Ingloriuos

Frontiers Records / VÖ: 19.2.2016

Alter Rock von jungen Leuten

Als hätte es Punk nie gegeben, als wäre Grunge nur eine vorübergehende Verstimmung im Bereich der tiefergelegten Gitarrentöne gewesen: Immer mehr junge Bands haben sich der klassischen Rockmusik verschrieben, wie sie uns die Altvorderen seit Deep Purple und Led Zeppelin vorexerzierten. Inglorious ist ein weiterer Apfel, der nicht weit von diesem Stammbaum fällt.

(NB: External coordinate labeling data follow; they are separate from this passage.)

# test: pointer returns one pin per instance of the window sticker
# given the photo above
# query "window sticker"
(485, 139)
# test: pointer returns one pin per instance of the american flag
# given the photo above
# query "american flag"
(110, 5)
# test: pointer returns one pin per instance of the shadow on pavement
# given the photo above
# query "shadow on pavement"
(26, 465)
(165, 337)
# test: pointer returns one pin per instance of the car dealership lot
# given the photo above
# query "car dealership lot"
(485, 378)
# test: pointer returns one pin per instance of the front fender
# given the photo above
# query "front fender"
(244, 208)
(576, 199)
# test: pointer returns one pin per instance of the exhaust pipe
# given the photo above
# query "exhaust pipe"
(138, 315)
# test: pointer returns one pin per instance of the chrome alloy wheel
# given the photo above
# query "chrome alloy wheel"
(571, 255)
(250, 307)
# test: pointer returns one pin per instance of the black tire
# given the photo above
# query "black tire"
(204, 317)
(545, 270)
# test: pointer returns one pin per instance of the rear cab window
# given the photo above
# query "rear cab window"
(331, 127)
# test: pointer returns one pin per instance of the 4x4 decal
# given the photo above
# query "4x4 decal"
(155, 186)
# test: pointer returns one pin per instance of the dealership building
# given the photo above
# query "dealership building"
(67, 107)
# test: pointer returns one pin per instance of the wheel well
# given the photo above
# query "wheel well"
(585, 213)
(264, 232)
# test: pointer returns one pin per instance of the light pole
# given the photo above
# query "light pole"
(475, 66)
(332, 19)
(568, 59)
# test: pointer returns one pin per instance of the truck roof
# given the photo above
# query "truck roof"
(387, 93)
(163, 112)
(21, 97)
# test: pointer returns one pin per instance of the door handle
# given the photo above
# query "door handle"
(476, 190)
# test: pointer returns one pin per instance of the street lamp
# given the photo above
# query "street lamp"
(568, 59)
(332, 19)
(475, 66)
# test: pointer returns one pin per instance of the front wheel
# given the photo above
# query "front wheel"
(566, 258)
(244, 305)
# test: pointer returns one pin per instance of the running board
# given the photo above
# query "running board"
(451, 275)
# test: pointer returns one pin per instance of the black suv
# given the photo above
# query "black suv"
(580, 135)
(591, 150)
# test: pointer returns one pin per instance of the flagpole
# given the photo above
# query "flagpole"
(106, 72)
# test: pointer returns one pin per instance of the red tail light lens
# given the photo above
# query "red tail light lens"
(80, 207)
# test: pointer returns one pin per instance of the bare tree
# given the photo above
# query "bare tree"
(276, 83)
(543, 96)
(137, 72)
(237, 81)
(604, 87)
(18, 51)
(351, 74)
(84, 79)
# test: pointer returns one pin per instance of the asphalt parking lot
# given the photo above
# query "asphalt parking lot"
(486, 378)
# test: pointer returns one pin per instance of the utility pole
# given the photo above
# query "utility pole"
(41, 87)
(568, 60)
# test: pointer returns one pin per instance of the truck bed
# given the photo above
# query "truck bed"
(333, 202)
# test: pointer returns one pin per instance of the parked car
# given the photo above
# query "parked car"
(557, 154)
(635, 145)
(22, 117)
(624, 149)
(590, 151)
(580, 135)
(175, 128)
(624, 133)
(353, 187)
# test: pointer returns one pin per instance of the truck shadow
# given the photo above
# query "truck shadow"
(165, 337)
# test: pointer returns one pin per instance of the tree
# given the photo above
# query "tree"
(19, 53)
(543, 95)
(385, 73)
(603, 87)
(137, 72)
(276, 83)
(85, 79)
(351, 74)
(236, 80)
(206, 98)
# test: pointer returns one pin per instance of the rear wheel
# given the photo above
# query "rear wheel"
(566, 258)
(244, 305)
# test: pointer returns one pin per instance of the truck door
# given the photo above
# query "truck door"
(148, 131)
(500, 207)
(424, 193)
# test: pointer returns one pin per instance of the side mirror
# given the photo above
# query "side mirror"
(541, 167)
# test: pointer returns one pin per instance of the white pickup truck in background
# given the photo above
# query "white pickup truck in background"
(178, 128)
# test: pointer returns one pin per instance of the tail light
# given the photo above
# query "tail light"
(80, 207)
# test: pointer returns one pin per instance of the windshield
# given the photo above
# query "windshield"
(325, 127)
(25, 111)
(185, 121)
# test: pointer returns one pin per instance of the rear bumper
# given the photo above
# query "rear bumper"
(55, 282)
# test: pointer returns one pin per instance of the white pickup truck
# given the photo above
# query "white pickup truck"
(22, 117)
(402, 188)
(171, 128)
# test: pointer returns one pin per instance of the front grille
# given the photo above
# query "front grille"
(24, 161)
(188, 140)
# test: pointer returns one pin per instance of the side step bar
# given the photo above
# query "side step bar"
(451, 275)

Sein Kern ist der Sänger Nathan James, der ausgerechnet durch die „Superstar“-Casting Show des Fernsehsenders ITV bekannt wurde. Er hat mit Uli Jon Roth gearbeitet, war auf Tour mit dem Transsiberian Orchestra und stellte 2014 ein Youtube-Video seiner Band mit einem Cover des Deep Purple-Klassikers „Burn“ ins Netz. Geburtshelfer des Debütalbums waren als Songschreiber Al Pitrelli und Joel Hoekstra, als Gastgitarristen und amtlicher Qualitätsnachweis treten Micky Moody und John Mitchell auf. Das Album aber beginnt mit Orgel: Ein Jon Lord Gedächtnis-Röhren stellt die Weichen für über 45 Minuten schweisstreibende, gefühlsechte und handwerklich hochkompetent gespielte Musik zwischen Deep Purple, Led Zeppelin und Whitesnake. In jedem Solo, in jeder Gesangslinie, in jedem Arrangement wird die Liebe zu dieser Musik und zu den kleinen Details, die sie ausmachen hörbar. Da ist der leiernde, repetitive Riff im Opener, der unwiderstehliche Drive von ›Breakaway‹, die Gitarrensoli, die im Zweifelsfall näher am Blues denn am Turbo-Highspeed-Hardrock, und damit den frühen Whitesnake nicht unähnlich. Da ist das beklemmend groovige ›Holy Water‹ das in seiner geradezu beängstigenden schleppenden Schwere an die frühen Free erinnert – nur eben mit dem Sound des 21. Jahrhundert, bis sich ein Gospel-artiger Refrain Bahn bricht und sich Nathan James am Ende mit geächztem „Baby, baby, baby“ dem Coverdale als Zwilling anverwandelt. Überhaupt: dieser Kerl ist bei Leibe kein eindimensionaler Klischee-Sänger mit dicken Eiern. Was er zu bieten hat, führt er kompakt in Bleed For You auf: Schmerz, Stolz, sogar einen Hauch von Theatralik, den er dieser verschwitzten, bodenständigen Musik einhaucht, ohne dass es aufgesetzt wirkt.